The good news is that chemical data holds up well over time. Even though a molecule was first synthesized more than a century ago, information regarding its structure, characteristics, and synthesis methods is still helpful today. Even in this age of universal digitalization, an organic chemist may turn to a thesis from a library collection for information about a poorly studied molecule published as far back as the early twentieth century.
There is no available universally agreed method of presenting chemical formulas. Chemists employ a variety of shorthand notation strategies to represent common chemical groupings. “tBu,” “t-Bu,” and “tert-Bu” are all viable substitutes for the tert-butyl group. To make matters worse, chemists frequently employ a single template with many “placeholders” (R1, R2, etc.) to refer to a large number of identical compounds. Still, those placeholder symbols could be described anywhere: in the figure itself, the article’s running text or supplements. The drawing styles fluctuate from journal to journal and evolve, scientists’ personal preferences shift, and norms change. As a result, even a seasoned scientist can become perplexed when solving a “puzzle” discovered in a magazine article. The problem appears intractable to a computer algorithm.
Using artificial intelligence, researchers from Syntelly—a startup that originated at Skoltech and Sirius University have developed a neural network-based solution for automated recognition of chemical formulas on research paper scans.
The researchers had already tackled similar challenges with Transformer, a neural network first developed by Google for machine translation, as they approached it.
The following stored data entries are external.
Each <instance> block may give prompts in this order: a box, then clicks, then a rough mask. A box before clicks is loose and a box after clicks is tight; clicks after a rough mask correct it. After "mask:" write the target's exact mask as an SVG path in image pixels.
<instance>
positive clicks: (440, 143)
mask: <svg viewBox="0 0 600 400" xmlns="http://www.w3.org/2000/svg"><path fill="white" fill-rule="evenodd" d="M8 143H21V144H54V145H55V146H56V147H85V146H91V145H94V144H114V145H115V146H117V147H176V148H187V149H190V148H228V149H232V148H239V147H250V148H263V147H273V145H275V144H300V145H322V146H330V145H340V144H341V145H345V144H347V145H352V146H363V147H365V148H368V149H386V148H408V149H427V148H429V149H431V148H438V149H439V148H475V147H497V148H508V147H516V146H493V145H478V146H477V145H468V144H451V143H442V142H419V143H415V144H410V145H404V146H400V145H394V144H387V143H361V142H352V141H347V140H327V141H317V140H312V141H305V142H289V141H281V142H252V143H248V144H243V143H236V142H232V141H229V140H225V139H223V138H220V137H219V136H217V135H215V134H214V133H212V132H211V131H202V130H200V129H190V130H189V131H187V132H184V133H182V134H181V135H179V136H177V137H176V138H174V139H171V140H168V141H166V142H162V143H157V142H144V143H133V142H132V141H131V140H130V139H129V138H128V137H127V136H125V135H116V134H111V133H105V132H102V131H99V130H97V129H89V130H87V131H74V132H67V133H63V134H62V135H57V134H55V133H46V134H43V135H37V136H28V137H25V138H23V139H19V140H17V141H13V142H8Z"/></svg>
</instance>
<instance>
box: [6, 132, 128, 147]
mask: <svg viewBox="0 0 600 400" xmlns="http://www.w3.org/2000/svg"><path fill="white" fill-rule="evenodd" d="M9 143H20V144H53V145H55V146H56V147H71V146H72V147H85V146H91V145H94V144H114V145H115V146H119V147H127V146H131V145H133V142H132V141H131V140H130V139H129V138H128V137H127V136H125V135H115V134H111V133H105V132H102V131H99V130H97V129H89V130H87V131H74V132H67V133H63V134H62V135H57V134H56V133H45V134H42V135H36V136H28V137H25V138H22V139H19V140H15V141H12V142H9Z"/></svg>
The researchers employed this sophisticated tool to convert the image of a molecule or a molecular template to its written representation rather than translating words between languages. With this Transformer-based architecture, named ‘Image2SMILES’, image recognition could be notably improved for recognizing chemical structures.
The neural network could learn practically anything, much to the researchers’ astonishment, as long as the relevant depiction style was represented in the training data. On the other hand, Transformer needs tens of millions of instances to train on, and manually collecting that many chemical formulas from research publications is complex. Instead, the scientists used a different method and developed a data generator that generates molecular template instances by merging randomly picked molecule fragments and portrayal styles.
The research team thinks their method will be a significant step toward developing an artificial intelligence system. This system will be capable of “reading” and “comprehending” research papers to the same level as a highly-skilled chemist.